James Hillman tells the most wonderful story about Pablo Picasso, a story that illustrates so well what it looks like to get to the end of one’s life and to have honored and worked with one’s Muse. Picasso is one of many geniuses who were able to demonstrate this type of psychological and spiritual partnership with the sublime by the end of their lives; I’m always moved when I read another story about this sort of fidelity. Hillman writes:
There is a painting by Picasso done when he was ninety-one, the year before he died. It is titled Le Jeune peintre (the young painter). It is a freely drawn, broad-brushed sketch in oils–whites, grays, slate blues, and black–of a dark-, sharp-, and hollow-eyed, small, boyish face, a little impish, staring out at you under a wide floppy hat, a palette board and brush in hand. The white on white gives it the feeling of a ghost, of a clown, of an angel, and also of an innocent, though lively and intensely concentrated, observer, whose mercurial alertness has just been caught by the painter. [. . .]

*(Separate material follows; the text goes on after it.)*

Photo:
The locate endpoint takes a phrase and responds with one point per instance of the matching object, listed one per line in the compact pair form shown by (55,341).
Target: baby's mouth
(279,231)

Here is the invisible Picasso caught on the canvas, a self-portrait of the daimon that inhabited him all his life. At the end, it emerges and shows itself. “Here,” it says, “this is who you are, Picasso, you are me, the ever-young painter. I am the clown, the innocent, fresh eye, the dark eye, the quick-moving Mercurius, the sentimental, bluish melancholy, the little boy. I am your ghost. Now you see who drives you, what has kept you fresh and eager, and now you can die.” It was as if Picasso had been realizing and actualizing and individuating this figure all his life, ever since he was an exceptionally talented, teenage painter–even before Paris and his youth of the blue and rose periods, when he was le jeune peintre. Here was a portrait of the acorn painted by the oak. Picasso’s image confirms . . . that it is not my individuation but the individuation of the angel that is the main task: the materialization with paint, brush, and canvas of Picasso’s daimon (Hillman & Ventura 61-62).

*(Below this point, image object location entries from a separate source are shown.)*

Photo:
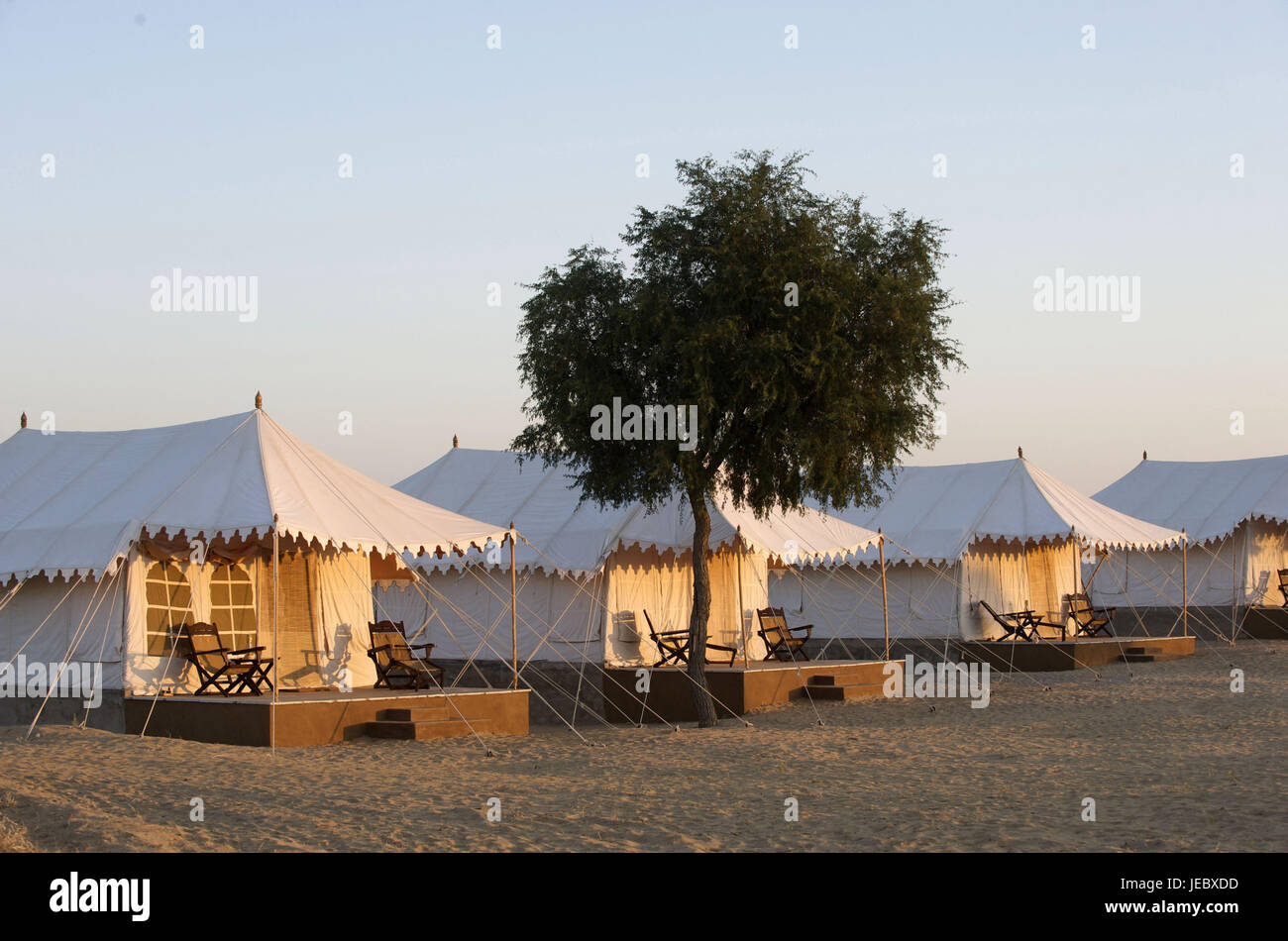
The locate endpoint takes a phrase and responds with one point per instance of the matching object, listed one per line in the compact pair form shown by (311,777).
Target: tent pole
(885,605)
(514,614)
(742,611)
(1185,585)
(277,658)
(1234,578)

Even people who attend to their Muses rather than bridling them like work horses will, being human, go astray from time to time. Like me, they’ll forget who’s the boss and they’ll become arrogant or neglectful. Thankfully, one day we wake up and realize we’re boring. Every inner voice is silent. There is nothing to say. We are in Dante’s seventh circle of hell.

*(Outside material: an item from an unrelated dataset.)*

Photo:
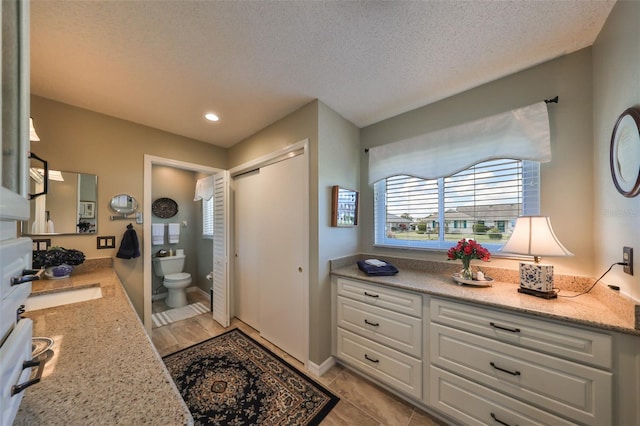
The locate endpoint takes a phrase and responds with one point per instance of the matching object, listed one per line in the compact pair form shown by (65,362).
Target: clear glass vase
(466,272)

As Winston Churchill said, “When you are going through hell, keep going.”
Hillman, James. Healing Fiction. Woodstock, CT: Spring Publications, 1983.
Hillman, James and Michael Ventura. We’ve Had a Hundred Years of Psychotherapy and the World’s Getting Worse. San Francisco, CA: HarperCollins, 1993.
King, Stephen. On Writing. New York: Pocket Books, 2000.
Ueland, Brenda. If You Want to Write. St. Paul, MN: Gray Wolf Press, 1987.